Hispanic-majority counties as likely to cooperate with ICE as regions with fewer Latinos: study

UC Santa Cruz study analyzed Secure Communities data

PUBLISHED: January 29, 2019 at 6:30 am | UPDATED: January 29, 2019 at 6:40 am

Sheriff’s and police departments in counties with a majority or near-majority of Hispanic residents were about as likely to cooperate with Immigration and Customs Enforcement as their counterparts in counties with smaller-than-average Hispanic populations, according to a new study from a University of California, Santa Cruz professor.

In California, that includes counties in the Central Valley like Kern and Fresno where more than half of all residents are Hispanic. Those counties are also among the more conservative in the state and have sheriffs that have generally supported close cooperation with ICE.

Juan Pedroza, a sociology professor and the study’s author, said that raises the question of whether heavily Hispanic communities will continue supporting strict immigration enforcement or push for more pro-immigration policies, which some activists say is already happening in the Central Valley. The answer could have far reaching implications in the debate over illegal immigration and the construction of a border wall.

Pedroza analyzed nationwide data from the federal Secure Communities program, which allowed ICE to ask sheriff’s and police departments to hold non-citizens they arrested so immigration agents could detain them. The data covers the start of the program around 2008 to mid-2013, when Secure Communities became the target of significant political criticism. Connecticut became the first state to place restrictions on cooperation with ICE in mid-2013, and former President Barack Obama ended Secure Communities the following year. President Trump reinstated the program in 2017.

“This time period really gives us an unvarnished look at, if left to their own devices, which sheriffs are more than willing to cooperate with ICE and which sheriffs are really hesitant and only do so selectively,” Pedroza said.
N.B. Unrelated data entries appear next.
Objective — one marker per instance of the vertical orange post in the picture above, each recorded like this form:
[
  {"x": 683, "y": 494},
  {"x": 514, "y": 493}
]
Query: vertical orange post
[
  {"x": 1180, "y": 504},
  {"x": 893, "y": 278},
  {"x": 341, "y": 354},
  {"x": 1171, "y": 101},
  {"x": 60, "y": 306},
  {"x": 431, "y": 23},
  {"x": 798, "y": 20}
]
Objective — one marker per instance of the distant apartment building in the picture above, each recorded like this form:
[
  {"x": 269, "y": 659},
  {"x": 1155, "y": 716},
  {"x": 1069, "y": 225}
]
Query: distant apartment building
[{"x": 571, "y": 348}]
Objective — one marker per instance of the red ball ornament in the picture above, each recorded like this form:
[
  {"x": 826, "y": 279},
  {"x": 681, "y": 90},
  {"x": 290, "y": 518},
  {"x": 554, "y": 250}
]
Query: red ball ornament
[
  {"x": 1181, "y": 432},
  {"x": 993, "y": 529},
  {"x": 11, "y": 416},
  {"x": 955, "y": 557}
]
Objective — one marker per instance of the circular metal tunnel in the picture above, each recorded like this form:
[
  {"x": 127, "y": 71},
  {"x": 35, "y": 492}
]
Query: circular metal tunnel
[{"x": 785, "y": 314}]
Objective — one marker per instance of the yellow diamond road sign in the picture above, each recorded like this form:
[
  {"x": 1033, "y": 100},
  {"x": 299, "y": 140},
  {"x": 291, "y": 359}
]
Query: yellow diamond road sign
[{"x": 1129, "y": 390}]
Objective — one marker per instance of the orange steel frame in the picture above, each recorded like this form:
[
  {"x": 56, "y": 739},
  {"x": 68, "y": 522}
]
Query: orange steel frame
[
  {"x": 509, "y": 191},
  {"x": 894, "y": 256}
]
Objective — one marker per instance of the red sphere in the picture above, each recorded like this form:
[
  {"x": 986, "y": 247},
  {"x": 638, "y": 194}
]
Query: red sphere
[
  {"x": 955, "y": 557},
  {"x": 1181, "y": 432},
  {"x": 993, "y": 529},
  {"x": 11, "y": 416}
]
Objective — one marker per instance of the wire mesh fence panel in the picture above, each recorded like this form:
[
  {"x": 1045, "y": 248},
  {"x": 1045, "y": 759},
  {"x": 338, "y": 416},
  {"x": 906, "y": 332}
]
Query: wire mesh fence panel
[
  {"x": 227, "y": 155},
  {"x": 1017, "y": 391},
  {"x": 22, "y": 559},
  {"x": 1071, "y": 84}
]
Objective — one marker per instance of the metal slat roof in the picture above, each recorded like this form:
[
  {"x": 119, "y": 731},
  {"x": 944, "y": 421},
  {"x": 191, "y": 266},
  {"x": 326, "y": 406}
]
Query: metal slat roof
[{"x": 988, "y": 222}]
What Pedroza found was that in counties where less than 20 percent of all residents were Hispanic, law enforcement was likely to cooperate with ICE’s hold requests. About 18 percent of the total U.S. population is Hispanic.

In counties where 20 to 40 percent of the population was Hispanic — such as Santa Clara at 26 percent — law enforcement was less likely to work with ICE, which in turn had a kind of “protective effect” on undocumented immigrants, Pedroza said.

“If you want to look at places that are actually not just talking the talk but walking the walk and pushing back against enforcement against everyone, you want to look at places like San Jose, Chicago and New York,” he said. Those cities are also heavily Democratic and have enacted sanctuary policies in the past few years.

Heavily Hispanic counties, however, don’t support protections for immigrants the same way communities in the 20 to 40 percent range do, even when Pedroza included only Hispanics that are voting-age and U.S. citizens.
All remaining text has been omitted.